Seven months ahead of schedule, McDonald’s USA today announced that it is only serving chicken not treated with antibiotics important to human medicine.
The company originally announced its goal of sourcing chicken raised without such antibiotics in March of 2015. The idea was to make these changes by March 2017, but thanking the collaboration of suppliers and farmers, the company announced the change today.
“More than ever, people care about their food – where it comes from, what goes into it and how it’s prepared,” said Mike Andres, president, McDonald’s USA, in a release. “We’re making changes to ensure the food we’re proud of is food our customers love and feel good eating, and we remain committed to our continuing food journey at McDonald’s.”

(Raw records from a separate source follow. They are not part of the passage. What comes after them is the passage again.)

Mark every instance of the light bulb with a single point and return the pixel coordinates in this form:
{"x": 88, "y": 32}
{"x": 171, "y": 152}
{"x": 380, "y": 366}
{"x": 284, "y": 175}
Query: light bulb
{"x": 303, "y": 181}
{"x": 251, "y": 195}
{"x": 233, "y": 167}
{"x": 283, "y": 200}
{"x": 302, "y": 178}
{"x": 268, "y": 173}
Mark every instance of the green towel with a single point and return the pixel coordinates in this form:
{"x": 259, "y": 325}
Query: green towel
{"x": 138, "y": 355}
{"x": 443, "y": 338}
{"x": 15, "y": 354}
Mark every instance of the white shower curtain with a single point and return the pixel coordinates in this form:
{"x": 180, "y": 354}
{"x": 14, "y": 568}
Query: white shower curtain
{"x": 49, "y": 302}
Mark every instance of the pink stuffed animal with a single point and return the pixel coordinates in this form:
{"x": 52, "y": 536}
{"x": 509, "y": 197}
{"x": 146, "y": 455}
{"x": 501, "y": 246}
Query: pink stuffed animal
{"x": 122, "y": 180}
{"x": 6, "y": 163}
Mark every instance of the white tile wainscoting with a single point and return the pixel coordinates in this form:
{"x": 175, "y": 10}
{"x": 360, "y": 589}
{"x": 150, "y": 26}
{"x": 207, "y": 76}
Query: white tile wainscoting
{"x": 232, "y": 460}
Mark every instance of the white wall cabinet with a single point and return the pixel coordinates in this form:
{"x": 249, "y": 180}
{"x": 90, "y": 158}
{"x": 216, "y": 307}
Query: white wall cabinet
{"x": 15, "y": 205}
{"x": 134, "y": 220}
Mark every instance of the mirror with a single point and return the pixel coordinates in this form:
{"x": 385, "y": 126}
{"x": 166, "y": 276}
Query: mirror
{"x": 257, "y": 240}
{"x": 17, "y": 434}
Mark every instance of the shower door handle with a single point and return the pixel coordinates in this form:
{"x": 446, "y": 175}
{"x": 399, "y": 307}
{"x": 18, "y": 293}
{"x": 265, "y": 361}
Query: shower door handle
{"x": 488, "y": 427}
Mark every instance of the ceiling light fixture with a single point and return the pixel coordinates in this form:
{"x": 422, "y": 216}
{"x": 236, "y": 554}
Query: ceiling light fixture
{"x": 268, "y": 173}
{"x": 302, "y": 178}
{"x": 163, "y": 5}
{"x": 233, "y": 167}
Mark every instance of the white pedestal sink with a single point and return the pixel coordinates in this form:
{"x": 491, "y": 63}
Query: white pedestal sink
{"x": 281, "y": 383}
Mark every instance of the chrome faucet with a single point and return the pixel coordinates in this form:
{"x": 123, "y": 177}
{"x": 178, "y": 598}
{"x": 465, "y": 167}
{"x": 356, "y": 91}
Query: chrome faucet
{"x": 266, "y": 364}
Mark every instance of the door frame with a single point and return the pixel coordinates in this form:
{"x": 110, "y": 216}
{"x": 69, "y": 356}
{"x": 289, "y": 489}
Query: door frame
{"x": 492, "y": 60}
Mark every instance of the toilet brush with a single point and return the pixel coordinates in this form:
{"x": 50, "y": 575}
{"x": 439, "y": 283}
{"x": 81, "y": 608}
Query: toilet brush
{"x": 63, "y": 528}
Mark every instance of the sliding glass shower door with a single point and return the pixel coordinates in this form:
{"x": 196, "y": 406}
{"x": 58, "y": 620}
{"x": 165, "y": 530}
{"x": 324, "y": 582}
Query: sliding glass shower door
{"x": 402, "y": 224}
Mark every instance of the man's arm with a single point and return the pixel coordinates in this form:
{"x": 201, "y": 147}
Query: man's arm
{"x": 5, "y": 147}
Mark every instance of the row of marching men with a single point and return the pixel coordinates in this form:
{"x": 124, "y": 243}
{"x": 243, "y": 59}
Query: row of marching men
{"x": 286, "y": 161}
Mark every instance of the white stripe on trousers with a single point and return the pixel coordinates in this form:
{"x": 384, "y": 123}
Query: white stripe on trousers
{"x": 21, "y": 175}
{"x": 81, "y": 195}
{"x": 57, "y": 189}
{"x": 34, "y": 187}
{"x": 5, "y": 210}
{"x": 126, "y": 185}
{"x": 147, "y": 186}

The move away from using antibiotics important to human medicine is part of McDonald’s Global Vision for Antimicrobial Stewardship in Food Animals. According to the criteria outlined in that document, the antimicrobials prohibited are those defined as ‘critically important’ to human medicine by the World Health Organization. In addition, those that are approved as dual use can only be used with a veterinary-developed animal health care program.
Farmers who supply chicken to McDonald’s USA will still be allowed to use ionophores.
“If fewer chickens get sick, then fewer chickens need to be treated with antibiotics that are important in human medicine. We believe this is an essential balance,” said Marion Gross, senior vice president of McDonald’s North America Supply Chain.
The same change is expected for McDonald’s Restaurants of Canada by the end of 2018.